夏とは違って、とても寂しく感じる。階段から冷たい風が吹き下ろし、ヒリヒリするような冷気を運んできた。
「行こ。」
マイちゃんは先に走って行き、「早く!」と手招きをした。
「たまき・・・・俺はまだ諦められないよ・・・。もう一度だけでいいから、お前に会いたい。」
階段を見上げ、ゆっくりと足を踏み出す。マイちゃんは「早く早く」と手をパタパタさせ、飛び跳ねるように上っていった。
俺は枯れた葉っぱを踏みしめながら、足元を確かめるように上っていく。
葉を落とした木々を縫いながら、階段を上がって社の前に立った。
「・・・・変わってないな。まあそんなに時間が経ってないから当たり前だけど。」
時の重みを感じさせる、石造りの鳥居。そしてこれまた時代を感じさせる、ボロくて傷んだ社。

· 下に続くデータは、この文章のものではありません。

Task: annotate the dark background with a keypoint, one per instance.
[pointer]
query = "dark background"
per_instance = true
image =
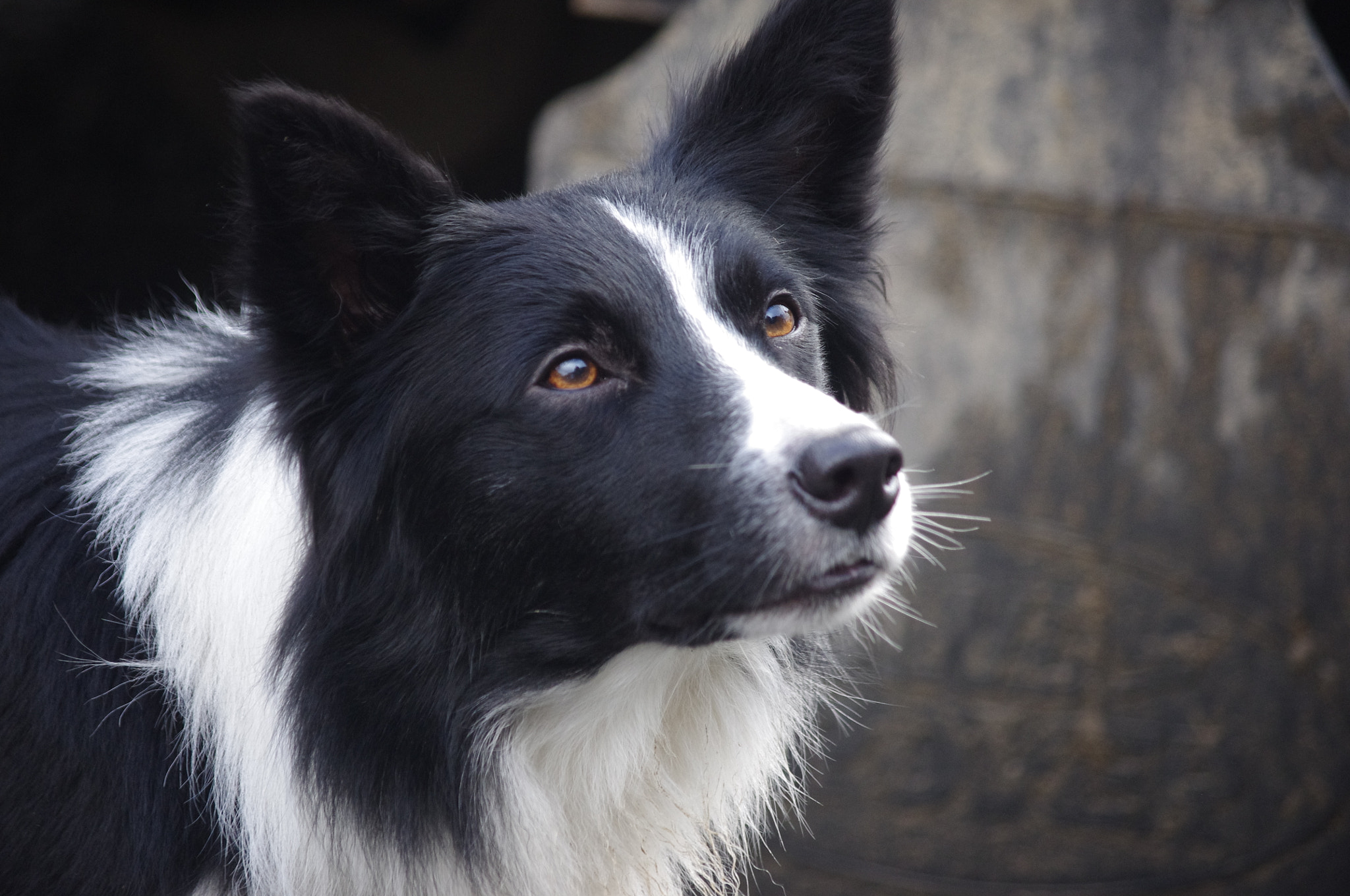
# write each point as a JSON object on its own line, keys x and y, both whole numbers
{"x": 115, "y": 141}
{"x": 115, "y": 146}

境内には葉っぱが積もっていて、ここには誰もいないという寂しさを感じさせた。
「またしんみりしてる。」
「・・・ここへ来ると、どうしてもたまきのことを思い出すから・・・。」
「仕方ないよ、急にいなくなっちゃったんだもん。こういう時は、暖かい物でも飲めば落ち着くよ、ほら。」
マイちゃんは薄いピンクのコートから、缶コーヒーを取り出した。
「買っといたんだ。きっと寒くなると思って。はい。」
「ああ、ありがとう。」
俺たちは缶コーヒーを握りしめ、葉っぱを払って境内に腰かけた。
山から冷たい風が吹き下ろしてきて、思わずブルリと震えた。
さっそく缶コーヒーを頂き、空きっ腹の胃に流し込んだ。
「・・・ああ・・・・暖かい・・・。」
「でしょ?寒い時は暖かいのが一番。心も身体もね。」
「そうだね・・・なんか気持ちまで暖かくなってくるよ。」
缶コーヒーを飲みながら、しばらく神社の庭を眺めていた。
夏に茂っていた雑草はなりを潜め、今は薄茶色の茎だけが残っている。
遠くに広がる景色も、随分と色を失くしてサッパリとしていた。
《・・・・寂しく感じる。けど・・・どこかスッキリして気持ちよくもある。》
夏のように騒がしくなく、静かな空気だけが街を包んでいた。
マイちゃんは相変わらずお喋りを始め、身ぶり手ぶりで話しかけてくる。
俺は相槌を打ちながら、ふと階段に目をやった。
一人のおばさんが、何やら神妙な顔で入って来る。
そしてお賽銭を投げ入れ、熱心に何かを祈っていた。
《ペットでもいなくなったのかな?思い詰めた顔をしているけど・・・もしかして死んだとか?》
ズズッと缶コーヒーをすすり、おばさんを見つめた。
するとまたもやあの夏のことが思い出され、小雪の舞う街を眺めながら記憶に浸った。